L’Unione Europea ha siglato ieri sera in Lussemburgo uno storico accordo sui migranti, intesa trovata dopo sette anni di complicate trattative. L’Italia ha votato a favore e si è smarcata da Ungheria e Polonia (uniche contrarie all’intesa). Esulta il ministro dell’Interno Piantedosi: “E’ stato un negoziato complesso – dice Piantedosi al Corriere della Sera – la cui complessità era data proprio dalla materia e dal valore di quello di cui si parlava. Questo è un luogo di mediazione tra tanti soggetti e quindi bisognava trovare un punto di equilibrio tra le varie posizioni. Il negoziato finale è stato su alcuni punti che ritenevamo fondamentali come quello della definizione dei Paesi terzi con cui poter concludere gli accordi ed è sostanzialmente passata la nostra linea sulla quale abbiamo fatto convergere tutti i Paesi che avevano fatto blocco su questo”.
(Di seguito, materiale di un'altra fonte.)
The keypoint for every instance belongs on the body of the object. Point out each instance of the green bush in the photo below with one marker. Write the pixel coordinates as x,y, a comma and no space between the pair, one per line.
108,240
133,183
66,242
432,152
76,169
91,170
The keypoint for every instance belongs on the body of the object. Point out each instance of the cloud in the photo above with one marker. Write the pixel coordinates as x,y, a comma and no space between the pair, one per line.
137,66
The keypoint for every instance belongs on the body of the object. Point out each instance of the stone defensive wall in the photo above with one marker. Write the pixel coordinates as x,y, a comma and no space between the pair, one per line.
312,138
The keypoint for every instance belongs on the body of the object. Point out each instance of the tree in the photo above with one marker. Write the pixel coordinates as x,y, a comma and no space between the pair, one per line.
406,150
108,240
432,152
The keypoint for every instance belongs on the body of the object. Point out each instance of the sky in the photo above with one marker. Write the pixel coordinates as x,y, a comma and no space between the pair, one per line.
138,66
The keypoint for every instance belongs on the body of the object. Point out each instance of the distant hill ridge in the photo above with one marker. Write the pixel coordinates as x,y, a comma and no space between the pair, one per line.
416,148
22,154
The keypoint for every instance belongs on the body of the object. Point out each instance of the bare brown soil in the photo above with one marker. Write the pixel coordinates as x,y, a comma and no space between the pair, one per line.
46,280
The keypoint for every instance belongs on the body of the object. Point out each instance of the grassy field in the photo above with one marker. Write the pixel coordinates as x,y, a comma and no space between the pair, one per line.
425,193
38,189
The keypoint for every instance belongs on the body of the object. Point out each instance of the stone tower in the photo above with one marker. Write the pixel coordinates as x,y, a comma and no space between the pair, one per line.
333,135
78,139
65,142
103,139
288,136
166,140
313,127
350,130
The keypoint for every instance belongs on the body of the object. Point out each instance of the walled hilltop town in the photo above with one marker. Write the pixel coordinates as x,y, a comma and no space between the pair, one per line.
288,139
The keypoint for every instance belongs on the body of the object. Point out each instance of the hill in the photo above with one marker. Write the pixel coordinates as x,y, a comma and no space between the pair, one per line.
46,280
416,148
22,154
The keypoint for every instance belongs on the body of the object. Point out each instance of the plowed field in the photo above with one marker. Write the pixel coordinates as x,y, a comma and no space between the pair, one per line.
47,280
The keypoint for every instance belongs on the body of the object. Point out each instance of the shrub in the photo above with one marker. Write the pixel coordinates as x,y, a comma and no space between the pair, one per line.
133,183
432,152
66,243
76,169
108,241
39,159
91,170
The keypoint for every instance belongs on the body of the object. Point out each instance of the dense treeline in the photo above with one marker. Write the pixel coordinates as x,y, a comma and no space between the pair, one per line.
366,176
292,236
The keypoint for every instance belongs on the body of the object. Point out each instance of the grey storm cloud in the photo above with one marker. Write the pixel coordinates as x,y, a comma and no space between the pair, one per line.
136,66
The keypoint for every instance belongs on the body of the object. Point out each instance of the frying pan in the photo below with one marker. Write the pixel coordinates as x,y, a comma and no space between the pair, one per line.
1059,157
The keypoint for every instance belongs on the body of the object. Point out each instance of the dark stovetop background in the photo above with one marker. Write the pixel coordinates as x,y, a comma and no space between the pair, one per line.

Leggi anche: Ue, storico patto sui migranti. Così Meloni ha abbandonato la linea di Orban
Leggi anche: Meloni incontra Scholz: fronte comune su migranti, energia e Ucraina. VIDEO
“Sui temi della solidarietà obbligatoria – prosegue Piantedosi al Corriere – abbiamo preferito non accettare compensazioni in denaro che finanziassero l’Italia perché l’Italia ritiene di avere una dignità di Paese fondatore dell’Unione e non abbiamo bisogno di compensazioni in denaro per diventare il centro di raccolta dell’Ue. Abbiamo preferito puntare a un meccanismo che rimane di compensazione da parte dei Paesi che non accettano il ricollocamento dei migranti ma che le relative risorse vadano a finanziare un fondo appositamente istituito e gestito dalla Commissione Ue per realizzare progetti di quella cosiddetta dimensione esterna che per la prima volta viene concretizzata in atti dell’Ue e su cui ha sempre fatto pressione il governo Meloni da quando si è insediato in tutte le sedi possibili“.